Cue lights, cue projector, ahem.
Extrinsic motivation occurs when we are motivated to complete a task to earn a reward or avoid punishment. Like when you study hard because you want to bring home a great report card and receive praise from your parents.
Intrinsic motivation occurs when we perform the activity for its own sake, because the act alone is personally enjoyable or rewarding; an example would be solving a crossword puzzle because you find the challenge fun and exciting.
So, which one is better?
Well, some studies have shown that offering excessive rewards for something that’s already internally motivating can lead to a reduction in intrinsic motivation (called the ‘overjustification effect’). For instance, if children are rewarded for playing with a toy they are already interested in, they will become less interested in the toy after they are externally rewarded.

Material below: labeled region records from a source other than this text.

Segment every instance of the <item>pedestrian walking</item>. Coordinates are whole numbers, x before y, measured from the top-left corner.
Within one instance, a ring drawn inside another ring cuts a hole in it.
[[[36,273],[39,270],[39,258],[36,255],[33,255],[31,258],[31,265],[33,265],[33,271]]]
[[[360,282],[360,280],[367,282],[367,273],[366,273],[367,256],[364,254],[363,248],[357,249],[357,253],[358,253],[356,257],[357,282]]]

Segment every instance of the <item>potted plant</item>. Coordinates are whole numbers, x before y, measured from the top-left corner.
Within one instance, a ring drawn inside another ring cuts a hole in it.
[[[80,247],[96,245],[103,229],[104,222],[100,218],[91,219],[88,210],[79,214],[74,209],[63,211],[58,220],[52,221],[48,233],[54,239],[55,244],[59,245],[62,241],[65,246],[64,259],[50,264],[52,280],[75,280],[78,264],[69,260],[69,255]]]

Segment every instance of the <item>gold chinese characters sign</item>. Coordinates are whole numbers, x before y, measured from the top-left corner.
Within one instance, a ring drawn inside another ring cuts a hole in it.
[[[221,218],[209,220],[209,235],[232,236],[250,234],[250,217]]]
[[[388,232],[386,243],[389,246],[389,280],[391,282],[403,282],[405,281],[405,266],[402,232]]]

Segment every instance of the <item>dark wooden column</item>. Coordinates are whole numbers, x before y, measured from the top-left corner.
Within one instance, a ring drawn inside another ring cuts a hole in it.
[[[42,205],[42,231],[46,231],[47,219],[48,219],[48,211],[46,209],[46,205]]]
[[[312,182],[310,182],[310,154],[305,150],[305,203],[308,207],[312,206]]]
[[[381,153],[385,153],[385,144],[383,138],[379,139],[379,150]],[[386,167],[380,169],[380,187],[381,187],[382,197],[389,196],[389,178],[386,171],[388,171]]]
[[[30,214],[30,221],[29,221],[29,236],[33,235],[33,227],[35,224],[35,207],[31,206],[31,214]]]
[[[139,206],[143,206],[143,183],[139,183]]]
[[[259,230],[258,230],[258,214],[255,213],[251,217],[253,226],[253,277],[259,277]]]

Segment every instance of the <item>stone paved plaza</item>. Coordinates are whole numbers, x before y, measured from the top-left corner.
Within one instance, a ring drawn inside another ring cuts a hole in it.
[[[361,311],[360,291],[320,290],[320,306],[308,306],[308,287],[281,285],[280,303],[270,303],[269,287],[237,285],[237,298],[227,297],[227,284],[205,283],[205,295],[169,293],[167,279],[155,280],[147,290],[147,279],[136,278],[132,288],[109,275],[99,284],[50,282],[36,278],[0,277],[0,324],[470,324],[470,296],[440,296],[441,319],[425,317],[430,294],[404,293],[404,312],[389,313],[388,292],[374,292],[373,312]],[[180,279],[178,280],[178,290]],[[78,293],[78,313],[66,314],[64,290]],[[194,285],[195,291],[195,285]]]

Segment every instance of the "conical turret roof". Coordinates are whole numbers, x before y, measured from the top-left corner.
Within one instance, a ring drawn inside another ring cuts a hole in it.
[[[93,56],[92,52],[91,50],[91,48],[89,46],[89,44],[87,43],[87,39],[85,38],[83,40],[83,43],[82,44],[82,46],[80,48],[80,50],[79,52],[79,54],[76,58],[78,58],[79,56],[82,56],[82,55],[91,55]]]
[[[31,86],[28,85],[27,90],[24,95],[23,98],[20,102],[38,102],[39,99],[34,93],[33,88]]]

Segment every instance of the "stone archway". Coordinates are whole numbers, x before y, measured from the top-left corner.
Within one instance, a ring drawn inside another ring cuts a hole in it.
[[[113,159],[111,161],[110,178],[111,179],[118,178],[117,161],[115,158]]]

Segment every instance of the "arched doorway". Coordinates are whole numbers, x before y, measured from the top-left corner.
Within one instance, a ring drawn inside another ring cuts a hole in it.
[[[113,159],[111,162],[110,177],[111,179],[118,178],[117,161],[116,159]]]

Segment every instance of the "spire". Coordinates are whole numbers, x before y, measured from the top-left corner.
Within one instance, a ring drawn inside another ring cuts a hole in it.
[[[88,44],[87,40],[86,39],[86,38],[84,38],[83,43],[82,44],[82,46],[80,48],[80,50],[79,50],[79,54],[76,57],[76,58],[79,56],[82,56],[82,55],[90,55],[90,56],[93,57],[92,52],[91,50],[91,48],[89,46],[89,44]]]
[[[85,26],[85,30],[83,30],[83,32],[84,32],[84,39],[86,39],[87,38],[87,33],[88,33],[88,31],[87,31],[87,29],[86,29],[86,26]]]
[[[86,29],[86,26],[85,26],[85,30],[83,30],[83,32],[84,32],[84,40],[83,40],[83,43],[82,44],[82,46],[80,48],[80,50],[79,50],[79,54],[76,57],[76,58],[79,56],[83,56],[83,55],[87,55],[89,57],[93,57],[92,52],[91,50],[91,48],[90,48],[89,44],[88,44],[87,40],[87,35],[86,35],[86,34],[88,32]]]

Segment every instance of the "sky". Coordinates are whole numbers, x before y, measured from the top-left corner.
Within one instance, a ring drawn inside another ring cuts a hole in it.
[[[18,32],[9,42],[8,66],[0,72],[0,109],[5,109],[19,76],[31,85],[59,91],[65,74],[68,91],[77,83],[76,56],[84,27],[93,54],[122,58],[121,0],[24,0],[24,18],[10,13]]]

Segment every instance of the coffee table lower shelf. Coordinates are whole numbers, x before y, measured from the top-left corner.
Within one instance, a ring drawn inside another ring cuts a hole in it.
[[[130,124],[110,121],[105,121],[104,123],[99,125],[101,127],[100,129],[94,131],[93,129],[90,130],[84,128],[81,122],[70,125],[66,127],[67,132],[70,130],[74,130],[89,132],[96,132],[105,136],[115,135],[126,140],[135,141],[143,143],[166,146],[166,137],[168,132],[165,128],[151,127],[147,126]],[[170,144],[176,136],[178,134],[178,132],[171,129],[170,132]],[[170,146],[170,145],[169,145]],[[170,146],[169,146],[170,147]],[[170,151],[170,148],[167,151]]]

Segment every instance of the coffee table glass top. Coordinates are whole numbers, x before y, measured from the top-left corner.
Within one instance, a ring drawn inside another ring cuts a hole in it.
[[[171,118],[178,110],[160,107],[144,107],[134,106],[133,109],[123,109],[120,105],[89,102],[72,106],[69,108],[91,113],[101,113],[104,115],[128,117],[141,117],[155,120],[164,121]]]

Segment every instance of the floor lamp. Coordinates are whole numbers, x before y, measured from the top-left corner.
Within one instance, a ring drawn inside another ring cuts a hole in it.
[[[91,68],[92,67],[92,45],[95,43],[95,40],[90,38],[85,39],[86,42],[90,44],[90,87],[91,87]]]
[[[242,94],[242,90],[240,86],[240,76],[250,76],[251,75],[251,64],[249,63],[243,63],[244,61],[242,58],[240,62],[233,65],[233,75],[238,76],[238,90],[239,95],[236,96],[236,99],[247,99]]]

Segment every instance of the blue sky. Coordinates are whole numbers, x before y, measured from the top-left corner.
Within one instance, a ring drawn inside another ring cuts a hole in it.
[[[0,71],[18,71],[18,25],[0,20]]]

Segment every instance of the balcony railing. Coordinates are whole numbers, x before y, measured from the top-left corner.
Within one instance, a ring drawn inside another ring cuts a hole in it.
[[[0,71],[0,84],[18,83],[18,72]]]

While intrinsic motivation is often seen as the ideal, both extrinsic motivation and intrinsic motivation are important ways of driving behavior.
My advice for a DIY takeaway is to observe and discover what approach is right to take with your child based on his/her unique self when it comes to reading. Discovering the right motivations and rewarding the right behaviours is instilling within your child a true interest in reading. And this, of course, should be the first step to reading readiness.